Date & Time: Nov 21, 1999 at 1015 LT
Registration:
N97CC
Flight Phase:
Flight Type:
Survivors:
No
Schedule:
Fullerton - Fullerton
MSN:
60-0154-068
YOM:
1974
Crew on board:
1
Crew fatalities:
Pax on board:
0
Pax fatalities:
Other fatalities:
Total fatalities:
1
Captain / Total flying hours:
1710
Captain / Total hours on type:
951.00
Aircraft flight hours:
4199
Circumstances:
The pilot/owner was performing a post maintenance check flight about 20 miles off shore. He was receiving visual flight advisories from a terminal radar approach facility while in level flight about 4,900 feet msl. Subsequently, the airplane started slowing then descending in a right spiral, and radar contact was lost about 1,000 feet msl. The pilot's body was recovered from the ocean. According to the autopsy report, the pilot had experienced sudden cardiac death secondary to an acute myocardial infarction due to atherosclerotic coronary artery disease. Tramadol, a painkiller not approved by the FAA for flight, was detected in a drug screen and may have masked the chest pain.
Probable cause:
The pilot's in-flight loss of control due to physical incapacitation from sudden cardiac death secondary to an acute myocardial infarction.
Final Report:

Crash of a Cessna 421C Golden Eagle III in Santa Monica

Date & Time: Sep 23, 1999 at 0703 LT
Registration:
N26585
Survivors:
Yes
Schedule:
Long Beach – Santa Monica
MSN:
421C-0832
YOM:
1980
Crew on board:
1
Crew fatalities:
Pax on board:
0
Pax fatalities:
Other fatalities:
Total fatalities:
0
Captain / Total flying hours:
4050
Captain / Total hours on type:
2150.00
Aircraft flight hours:
3915
Circumstances:
During the final approach, while executing a VOR-A instrument approach, the airplane landed hard, collided with the runway VASI display, and caught fire.

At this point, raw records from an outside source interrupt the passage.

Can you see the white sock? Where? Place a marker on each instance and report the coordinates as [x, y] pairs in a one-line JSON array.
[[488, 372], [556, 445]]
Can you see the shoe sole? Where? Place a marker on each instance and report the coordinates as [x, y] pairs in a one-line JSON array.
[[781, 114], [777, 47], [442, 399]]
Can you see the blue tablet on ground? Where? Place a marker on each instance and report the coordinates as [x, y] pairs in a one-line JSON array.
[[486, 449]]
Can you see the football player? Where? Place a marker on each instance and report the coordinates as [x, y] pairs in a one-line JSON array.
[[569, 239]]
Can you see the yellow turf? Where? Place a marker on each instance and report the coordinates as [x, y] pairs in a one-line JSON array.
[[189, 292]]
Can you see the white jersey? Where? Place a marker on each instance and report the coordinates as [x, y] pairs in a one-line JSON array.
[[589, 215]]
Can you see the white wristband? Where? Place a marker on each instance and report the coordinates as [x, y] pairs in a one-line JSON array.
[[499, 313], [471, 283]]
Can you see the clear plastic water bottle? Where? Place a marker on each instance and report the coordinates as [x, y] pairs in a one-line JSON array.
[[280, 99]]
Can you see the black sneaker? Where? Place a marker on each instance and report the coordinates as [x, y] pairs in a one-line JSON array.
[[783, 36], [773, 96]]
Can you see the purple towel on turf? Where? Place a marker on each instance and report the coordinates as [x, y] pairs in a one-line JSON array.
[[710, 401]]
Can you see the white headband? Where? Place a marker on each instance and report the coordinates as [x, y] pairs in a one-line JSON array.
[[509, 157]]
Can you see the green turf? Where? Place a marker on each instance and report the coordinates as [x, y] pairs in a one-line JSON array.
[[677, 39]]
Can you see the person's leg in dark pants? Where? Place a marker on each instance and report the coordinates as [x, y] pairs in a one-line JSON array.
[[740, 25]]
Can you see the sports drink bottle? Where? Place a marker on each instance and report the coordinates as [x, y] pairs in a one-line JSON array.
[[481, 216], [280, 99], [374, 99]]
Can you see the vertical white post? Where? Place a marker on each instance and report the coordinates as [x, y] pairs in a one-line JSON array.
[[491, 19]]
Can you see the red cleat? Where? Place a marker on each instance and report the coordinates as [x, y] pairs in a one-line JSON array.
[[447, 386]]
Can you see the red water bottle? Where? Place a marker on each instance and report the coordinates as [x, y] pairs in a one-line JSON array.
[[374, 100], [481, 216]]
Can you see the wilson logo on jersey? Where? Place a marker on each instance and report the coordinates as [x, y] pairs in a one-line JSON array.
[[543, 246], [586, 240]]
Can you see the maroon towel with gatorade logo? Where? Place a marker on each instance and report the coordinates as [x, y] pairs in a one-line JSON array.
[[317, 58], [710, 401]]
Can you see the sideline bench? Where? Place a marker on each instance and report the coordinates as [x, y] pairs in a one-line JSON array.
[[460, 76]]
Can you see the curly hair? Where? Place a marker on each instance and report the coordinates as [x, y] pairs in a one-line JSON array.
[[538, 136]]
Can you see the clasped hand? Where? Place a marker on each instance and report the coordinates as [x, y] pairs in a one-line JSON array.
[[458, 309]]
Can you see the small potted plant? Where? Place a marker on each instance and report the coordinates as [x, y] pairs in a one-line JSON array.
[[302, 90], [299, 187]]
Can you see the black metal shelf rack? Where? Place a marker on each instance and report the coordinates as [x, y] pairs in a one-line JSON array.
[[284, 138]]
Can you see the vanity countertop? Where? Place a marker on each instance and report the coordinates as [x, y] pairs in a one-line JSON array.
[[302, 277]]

The airplane had received radar vectors for the approach and was turned to a 20-degree intercept for the final approach course when 2.5 miles from the initial approach fix. Radar track data showed the airplane continued inbound to the field slightly left of course with a ground speed varying between 135 and 125 knots and a descent rate of approximately 700 feet per minute. The pilot said he descended through the clouds about 850 feet above ground level and saw the airport approximately 1 to 2 miles ahead. He noticed that he was left of the runway centerline and corrected to the right. He realized that he had overcorrected and turned back to the left. The pilot reported that he felt that the approach was stabilized although the descent rate was greater than usual. The airplane impacted the ground about 1,000 feet from the approach end of the runway abeam the air traffic control tower on an approximate heading of 185 degrees. The impact collapsed the landing gear and the airplane slid forward another 1,000 feet down the runway and came to rest approximately midfield on the runway. The pilot stated that he had not experienced any mechanical problems with the aircraft or the navigation equipment prior to the accident. A Special Weather Observation taken at the time of the accident contained the following: sky condition overcast at 500 feet; winds from 230 degrees at 3 knots; visibility 2 miles.
Probable cause:
The failure of the pilot to establish and maintain a stabilized approach, which resulted in a hard landing and on-ground collision with the airport VASI display.